Erect upon the rock, angry and threatening, Otto Liedenbrock was a rather grotesque fierce parody upon the fierce Achilles defying the lightning. But I thought it my duty to interpose and attempt to lay some restraint upon this unmeasured fanaticism.

"Just listen to me," I said firmly. "Ambition must have a limit somewhere; we cannot perform impossibilities; we are not at all fit for another sea voyage; who would dream of undertaking a voyage of five hundred leagues upon a heap of rotten planks, with a blanket in rags for a sail, a stick for a mast, and fierce winds in our teeth? We cannot steer; we shall be buffeted by the tempests, and we should be fools and madmen to attempt to cross a second time."

I was able to develop this series of unanswerable reasons for ten minutes without interruption; not that the Professor was paying any respectful attention to his nephew's arguments, but because he was deaf to all my eloquence.

"To the raft!" he shouted.

Such was his only reply. It was no use for me to entreat, supplicate, get angry, or do anything else in the way of opposition; it would only have been opposing a will harder than the granite rock.

Hans was finishing the repairs of the raft. One would have thought that this strange being was guessing at my uncle's intentions. With a few more pieces of surturbrand he had refitted our vessel. A sail already hung from the new mast, and the wind was playing in its waving folds.

The Professor said a few words to the guide, and immediately he put everything on board and arranged every necessary for our departure.
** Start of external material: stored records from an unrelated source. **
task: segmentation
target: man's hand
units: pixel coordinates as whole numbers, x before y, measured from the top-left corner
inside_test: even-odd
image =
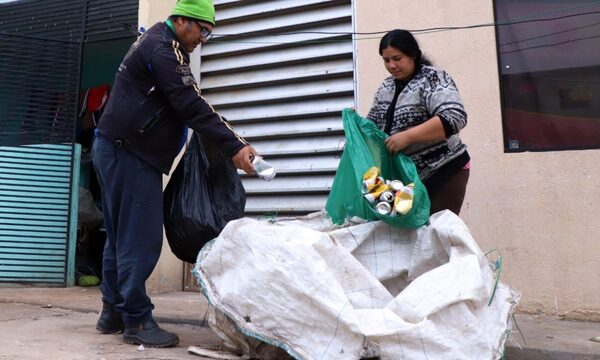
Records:
[[[258,153],[250,145],[246,145],[240,149],[232,158],[233,165],[240,170],[244,170],[246,174],[254,174],[254,166],[252,166],[253,156],[257,156]]]

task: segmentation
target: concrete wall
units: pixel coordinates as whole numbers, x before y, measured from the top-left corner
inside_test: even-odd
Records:
[[[139,26],[149,28],[155,23],[165,20],[171,14],[175,2],[175,0],[141,0]],[[166,186],[168,177],[163,176],[163,180]],[[167,239],[164,238],[160,259],[146,283],[148,292],[181,291],[183,289],[183,268],[183,263],[173,255]]]
[[[357,32],[493,22],[492,2],[355,0]],[[382,35],[357,41],[358,107],[366,115],[387,76]],[[424,53],[455,79],[469,114],[462,133],[472,157],[461,217],[486,251],[499,249],[502,281],[519,309],[600,319],[600,151],[503,151],[493,27],[417,36]]]

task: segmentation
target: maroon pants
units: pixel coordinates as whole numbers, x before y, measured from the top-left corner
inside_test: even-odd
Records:
[[[435,192],[430,193],[430,213],[434,214],[438,211],[448,209],[456,215],[459,215],[460,208],[462,207],[463,200],[465,199],[468,182],[469,169],[461,169],[452,177],[450,177]]]

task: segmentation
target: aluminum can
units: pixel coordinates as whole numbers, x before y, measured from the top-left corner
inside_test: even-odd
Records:
[[[390,187],[386,184],[377,184],[368,194],[365,194],[365,199],[371,204],[375,203],[384,191],[389,190]]]
[[[402,181],[400,180],[392,180],[390,182],[390,187],[392,188],[392,190],[394,191],[400,191],[402,190],[402,188],[404,187],[404,184],[402,183]]]
[[[254,172],[259,178],[266,181],[271,181],[275,178],[275,168],[262,157],[255,156],[254,159],[252,159],[252,166],[254,166]]]
[[[363,175],[363,182],[371,185],[377,183],[377,177],[379,176],[379,168],[372,166]]]
[[[373,192],[375,188],[379,187],[382,184],[389,185],[387,181],[385,181],[381,176],[375,178],[374,182],[371,180],[363,180],[361,191],[363,194],[368,194],[370,192]]]
[[[396,192],[394,198],[394,210],[402,215],[408,214],[413,206],[413,197],[415,195],[415,184],[408,184],[402,190]]]
[[[390,190],[386,190],[381,193],[379,200],[391,203],[394,201],[394,193]]]
[[[375,210],[381,215],[388,215],[392,211],[390,203],[382,201],[375,206]]]
[[[360,190],[362,191],[363,194],[368,194],[368,193],[371,192],[371,190],[373,190],[375,188],[375,186],[377,186],[377,184],[373,184],[373,183],[369,183],[367,181],[363,181]]]

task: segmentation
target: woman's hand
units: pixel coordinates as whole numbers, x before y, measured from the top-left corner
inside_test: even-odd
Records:
[[[421,125],[400,131],[385,139],[385,148],[392,154],[397,154],[408,145],[416,142],[441,141],[446,138],[446,132],[439,116],[434,116]]]
[[[412,143],[409,130],[400,131],[385,139],[385,148],[392,154],[397,154]]]

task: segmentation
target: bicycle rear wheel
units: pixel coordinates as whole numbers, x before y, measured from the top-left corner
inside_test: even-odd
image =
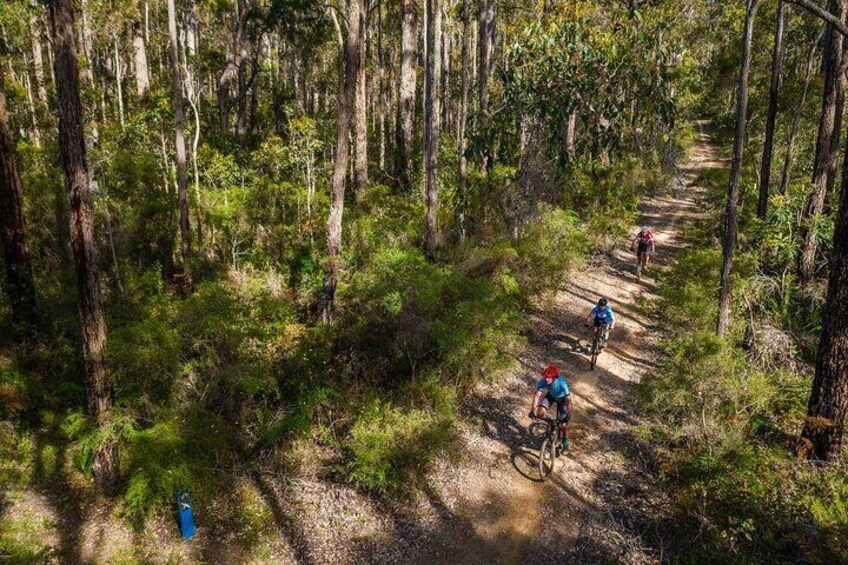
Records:
[[[543,481],[554,470],[554,463],[556,463],[555,450],[555,442],[550,435],[546,436],[544,441],[542,441],[542,447],[539,448],[539,477]]]

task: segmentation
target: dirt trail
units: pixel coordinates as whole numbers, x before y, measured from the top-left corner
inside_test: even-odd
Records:
[[[697,132],[696,145],[668,194],[646,199],[640,207],[640,225],[650,226],[657,236],[659,264],[679,249],[680,236],[698,214],[699,190],[693,181],[703,169],[719,165],[705,124],[698,124]],[[573,276],[553,303],[538,305],[530,347],[519,356],[524,371],[500,383],[494,398],[469,402],[479,426],[466,437],[475,463],[442,469],[419,504],[421,515],[435,513],[432,522],[438,525],[416,561],[638,563],[660,558],[661,541],[648,539],[652,525],[645,519],[658,502],[651,500],[653,483],[640,464],[633,439],[637,419],[629,406],[632,385],[655,367],[647,353],[655,337],[652,321],[640,305],[655,297],[656,287],[651,267],[637,281],[633,266],[622,241],[612,255]],[[596,370],[590,371],[584,320],[600,296],[609,298],[618,324]],[[564,369],[573,392],[572,450],[558,460],[552,480],[540,483],[533,448],[542,429],[530,425],[527,412],[538,371],[548,363]]]
[[[679,249],[683,230],[699,213],[693,181],[719,165],[704,128],[699,124],[697,144],[668,195],[641,206],[640,223],[658,238],[659,263]],[[654,296],[655,286],[650,269],[635,279],[627,243],[618,247],[575,274],[552,300],[539,302],[529,346],[515,352],[522,370],[466,400],[465,457],[441,462],[415,504],[378,503],[316,469],[296,480],[256,474],[234,482],[232,496],[250,501],[255,514],[244,519],[273,524],[262,540],[254,532],[252,542],[241,539],[240,522],[207,530],[202,513],[195,542],[182,543],[168,517],[138,535],[111,507],[82,505],[62,481],[54,490],[0,491],[0,517],[24,525],[16,534],[24,544],[43,530],[38,543],[52,547],[52,562],[62,563],[130,556],[153,563],[307,565],[662,561],[662,495],[635,441],[638,421],[629,403],[632,385],[654,367],[652,322],[639,305]],[[583,321],[599,296],[610,299],[618,326],[590,371]],[[542,429],[531,425],[527,412],[539,370],[549,363],[564,369],[574,395],[572,450],[541,483],[535,449]]]

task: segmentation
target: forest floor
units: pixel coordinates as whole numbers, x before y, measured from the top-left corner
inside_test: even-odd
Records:
[[[696,178],[720,166],[706,125],[697,128],[668,190],[640,206],[660,265],[672,260],[699,214]],[[2,493],[0,533],[31,546],[33,563],[660,562],[668,513],[631,409],[634,384],[659,358],[658,322],[649,315],[656,286],[653,266],[636,280],[634,259],[629,242],[617,242],[537,301],[526,346],[510,353],[518,370],[464,399],[462,456],[439,462],[413,501],[375,501],[327,466],[285,481],[245,471],[229,499],[200,509],[197,538],[182,542],[168,518],[133,531],[114,503],[84,500],[57,464],[48,486]],[[600,296],[618,324],[590,371],[584,320]],[[572,447],[541,482],[543,429],[527,413],[539,371],[550,363],[572,389]],[[226,518],[207,528],[204,514]]]

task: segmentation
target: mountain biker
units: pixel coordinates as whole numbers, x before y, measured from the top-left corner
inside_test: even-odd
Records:
[[[645,256],[645,266],[648,266],[648,260],[651,258],[651,253],[656,251],[657,245],[654,240],[654,234],[646,227],[639,228],[639,233],[633,238],[633,243],[630,249],[636,252],[637,259],[642,255]]]
[[[548,365],[542,371],[542,380],[536,385],[533,404],[530,407],[530,419],[544,418],[548,409],[556,403],[557,414],[562,420],[562,450],[568,451],[568,421],[571,419],[571,391],[565,377],[559,374],[559,367]]]
[[[598,300],[598,305],[592,308],[592,311],[589,312],[589,316],[586,318],[586,327],[590,325],[594,326],[594,332],[596,334],[598,333],[598,328],[603,324],[607,325],[607,335],[604,336],[604,341],[606,341],[609,337],[609,332],[615,327],[615,314],[606,298]]]

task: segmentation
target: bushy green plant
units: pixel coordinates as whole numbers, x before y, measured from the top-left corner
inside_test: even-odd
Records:
[[[350,430],[349,474],[381,494],[410,491],[428,465],[455,441],[455,401],[450,389],[431,385],[432,396],[412,405],[377,399],[360,409]]]
[[[131,432],[121,459],[129,478],[121,496],[125,514],[140,526],[176,500],[180,488],[190,488],[198,500],[213,496],[213,462],[232,462],[237,449],[230,425],[202,410]]]

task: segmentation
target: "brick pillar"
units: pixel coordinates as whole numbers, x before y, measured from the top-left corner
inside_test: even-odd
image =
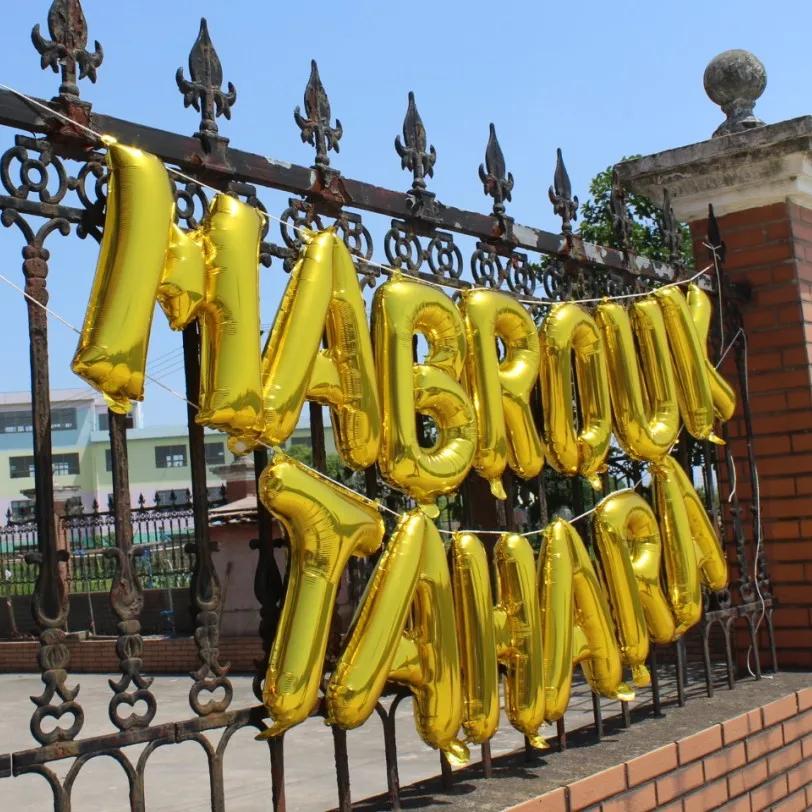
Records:
[[[750,288],[741,311],[778,662],[804,668],[812,667],[810,155],[807,116],[619,165],[634,191],[656,200],[669,189],[677,217],[690,224],[697,267],[707,262],[703,242],[712,203],[727,246],[725,271]],[[732,354],[723,374],[737,381]],[[754,488],[741,403],[728,431],[752,566]]]

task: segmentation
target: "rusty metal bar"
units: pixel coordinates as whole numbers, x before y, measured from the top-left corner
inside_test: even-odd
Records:
[[[601,698],[592,691],[592,717],[595,720],[595,735],[598,741],[603,740],[603,714],[601,712]]]
[[[220,579],[212,561],[209,537],[209,497],[206,486],[206,448],[203,427],[197,422],[197,399],[200,392],[200,333],[195,321],[183,331],[183,363],[186,379],[186,422],[189,434],[189,463],[192,473],[192,510],[194,516],[194,553],[191,600],[195,614],[195,644],[200,667],[192,675],[189,704],[195,713],[206,716],[222,713],[231,704],[234,689],[228,679],[228,665],[220,663]],[[201,694],[211,697],[222,689],[220,699],[201,700]]]
[[[685,638],[677,640],[674,649],[677,653],[677,662],[674,665],[674,672],[677,677],[677,704],[680,707],[685,705]]]
[[[485,778],[493,778],[493,762],[491,760],[490,741],[482,742],[479,749],[482,755],[482,774],[485,776]]]
[[[664,716],[660,700],[660,674],[657,671],[657,644],[652,643],[649,648],[648,670],[651,674],[651,705],[652,715],[655,718]]]
[[[37,99],[42,104],[48,102]],[[317,204],[321,200],[330,210],[336,208],[334,190],[326,191],[313,169],[274,161],[264,155],[226,147],[222,162],[206,152],[198,138],[179,135],[131,121],[90,112],[85,121],[96,132],[112,135],[124,144],[139,147],[157,155],[169,164],[188,172],[201,181],[219,189],[226,189],[232,181],[268,186],[293,194],[305,195]],[[48,134],[66,152],[74,155],[88,149],[89,136],[81,130],[64,124],[30,105],[7,90],[0,90],[0,124],[22,130]],[[218,155],[217,158],[220,156]],[[399,191],[374,186],[363,181],[339,176],[341,206],[363,209],[399,220],[412,218],[408,196]],[[511,251],[515,248],[538,251],[573,259],[597,268],[620,271],[631,276],[652,276],[671,281],[676,271],[647,257],[626,254],[614,248],[584,242],[576,235],[564,235],[512,224],[512,239],[505,241],[499,218],[477,212],[438,204],[437,217],[431,225],[486,240]]]
[[[558,736],[558,751],[563,753],[564,750],[567,749],[567,727],[563,716],[560,719],[556,719],[555,732]]]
The air was clear--and the north-west wind blew steadily.

What could I do? Could I stand against the two? It was impossible? If Hans had but taken my side! But no, it was not to be. The Icelander seemed to have renounced all will of his own and made a vow to forget and deny himself. I could get nothing out of a servant so feudalised, as it were, to his master. My only course was to proceed.

I was therefore going with as much resignation as I could find to resume my accustomed place on the raft, when my uncle laid his hand upon my shoulder.

"We shall not sail until to-morrow," he said.

I made a movement intended to express resignation.

"I must neglect nothing," he said; "and since my fate has driven me on this part of the coast, I will not leave it until I have examined it."

To understand what followed, it must be borne in mind that, through circumstances hereafter to be explained, we were not really where the Professor supposed we were. In fact we were not upon the north shore of the sea.

"Now let us start upon fresh discoveries," I said.

And leaving Hans to his work we started off together. The space between the water and the foot of the cliffs was considerable. It took half an hour to bring us to the wall of rock. We trampled under our feet numberless shells of all the forms and sizes which existed in the earliest ages of the world. I also saw immense carapaces more than fifteen feet in diameter. They had been the coverings of those gigantic glyptodons or armadilloes of the pleiocene period, of which the modern tortoise is but a miniature representative. [1] The soil was besides this scattered with stony fragments, boulders rounded by water action, and ridged up in successive lines. I was therefore led to the conclusion that at one time the sea must have covered the ground on which we were treading. On the loose and scattered rocks, now out of the reach of the highest tides, the waves had left manifest traces of their power to wear their way in the hardest stone.